Birini veren esnaf, “şimdi ben siftah yaptım, sıra yan komşumda, diğerlerini
de ondan alıver” diye Fatih’i bir başka dükkâna yönlendirmiş. Orada da aynı
tepkiyle karşılaşmış, siftahını yapan esnaf üçüncü bir esnafa göndermiş, “o
arkadaşım da siftahını yapsın” demiş.
Kültürümüzde
diğerkâmlık olarak geçen bu ahlaki değeri, Fatih Sultan Mehmet Han güçlü bir
birlik unsuru olarak değerlendirmiş, “arkamda böyle sağlam bir birlik olduğu
sürece her şeyi başarırım” diyebilmiştir.
Afrika’dan köle
ticaretinin başlamasının hemen arifesinde bir Müslüman kabile reisinin gençlere
verdiği ahlak dersinden çok etkilenmiştim.
Coğrafyanın
etkisinden olsa gerek kabile reisini dinleyenlerin üzerlerinde kıyafet
denilebilecek pek bir şey yoktu. Üstünü başını değil, karnını değil, kalbini
zengin etmeyi hedefledikleri besbelliydi.
Kendilerine göre iyi
bir ahlaki eğitim almış gençlerin birçoğu, köle avcıları tarafından yakalanıp,
başta Kuzey Amerika olmak üzere pek çok yere götürüldü.
Köle olarak
satıldılar. Kızların hem emeklerinden hem de etlerinden faydalandılar. Sağlıklı
olanlarını çiftleştirip yeni doğan çocuklarını yüksek fiyatlara sattılar.

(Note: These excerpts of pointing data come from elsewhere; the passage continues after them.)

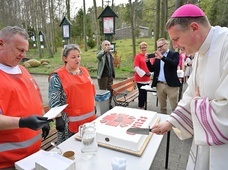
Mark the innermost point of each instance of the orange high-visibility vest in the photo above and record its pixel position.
(80, 92)
(19, 97)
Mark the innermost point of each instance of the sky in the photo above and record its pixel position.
(77, 4)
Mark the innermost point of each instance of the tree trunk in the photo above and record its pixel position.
(132, 12)
(157, 25)
(97, 31)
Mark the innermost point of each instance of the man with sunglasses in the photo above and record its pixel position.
(165, 79)
(105, 70)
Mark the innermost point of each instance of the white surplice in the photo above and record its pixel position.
(206, 117)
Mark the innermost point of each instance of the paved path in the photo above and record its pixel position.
(179, 150)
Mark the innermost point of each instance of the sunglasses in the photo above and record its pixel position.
(161, 46)
(69, 47)
(143, 48)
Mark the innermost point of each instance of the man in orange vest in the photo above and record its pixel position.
(20, 101)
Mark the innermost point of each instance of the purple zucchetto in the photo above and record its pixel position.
(188, 10)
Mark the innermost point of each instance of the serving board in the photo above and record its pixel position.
(136, 153)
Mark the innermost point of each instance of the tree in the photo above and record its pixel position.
(132, 14)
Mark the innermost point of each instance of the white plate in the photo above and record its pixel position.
(54, 112)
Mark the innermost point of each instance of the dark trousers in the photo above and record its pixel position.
(105, 83)
(142, 95)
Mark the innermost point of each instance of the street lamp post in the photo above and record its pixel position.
(41, 38)
(108, 22)
(65, 24)
(33, 37)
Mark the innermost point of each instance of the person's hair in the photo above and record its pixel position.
(67, 48)
(10, 31)
(104, 42)
(163, 40)
(185, 22)
(142, 43)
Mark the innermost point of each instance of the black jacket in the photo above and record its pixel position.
(170, 69)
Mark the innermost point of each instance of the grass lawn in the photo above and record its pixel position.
(123, 49)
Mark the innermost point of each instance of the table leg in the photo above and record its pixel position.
(167, 151)
(146, 100)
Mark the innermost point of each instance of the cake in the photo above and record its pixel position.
(111, 127)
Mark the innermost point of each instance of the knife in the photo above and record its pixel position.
(143, 131)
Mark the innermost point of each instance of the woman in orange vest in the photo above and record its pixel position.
(71, 84)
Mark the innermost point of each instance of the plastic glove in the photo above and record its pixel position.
(60, 124)
(147, 74)
(33, 122)
(45, 130)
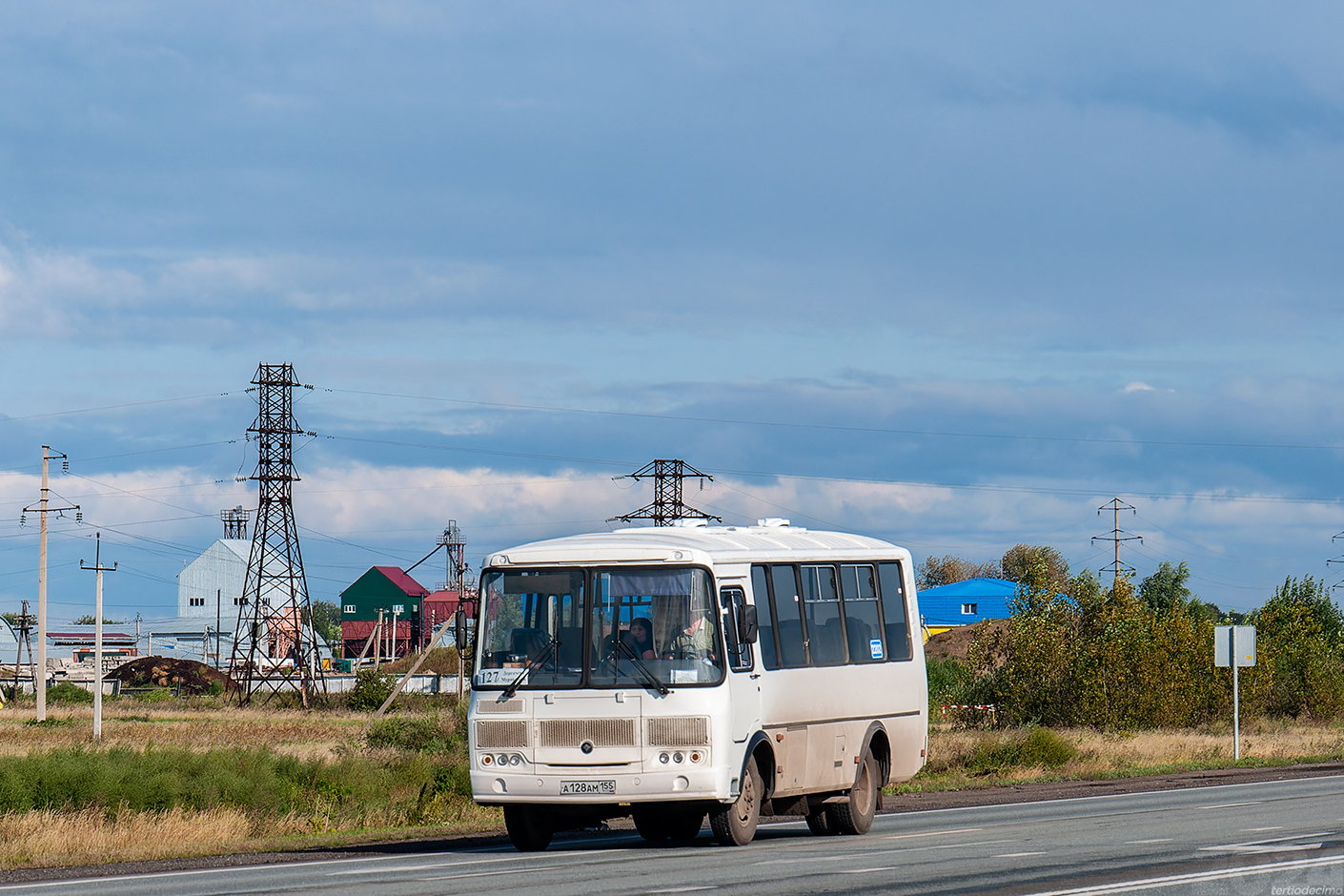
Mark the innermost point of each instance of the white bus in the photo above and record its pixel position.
(675, 672)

Karıyı kocadan, çocuğu anadan ayırıp ayrı ayrı sattılar.
İnsaf sahibi bir
insan, kölelik tarihini okursa, insanların nasıl yeryüzünün en acımasız, en
kahredici varlıkları olduğunu anlarlar.
Fatih’in çok işine
yarayan ahlak, Afrikalı gençlerin hiçbir işine yaramamış gözüküyor. Onlar,
köleleştirilerek sadece ahlaklarını kaybetmediler. İnsana ait ne değerleri
varsa hepsini birden kaybettiler.
Elbette bu örnekleri
vermemizin sebebi, “ahlakla her iş çözülür”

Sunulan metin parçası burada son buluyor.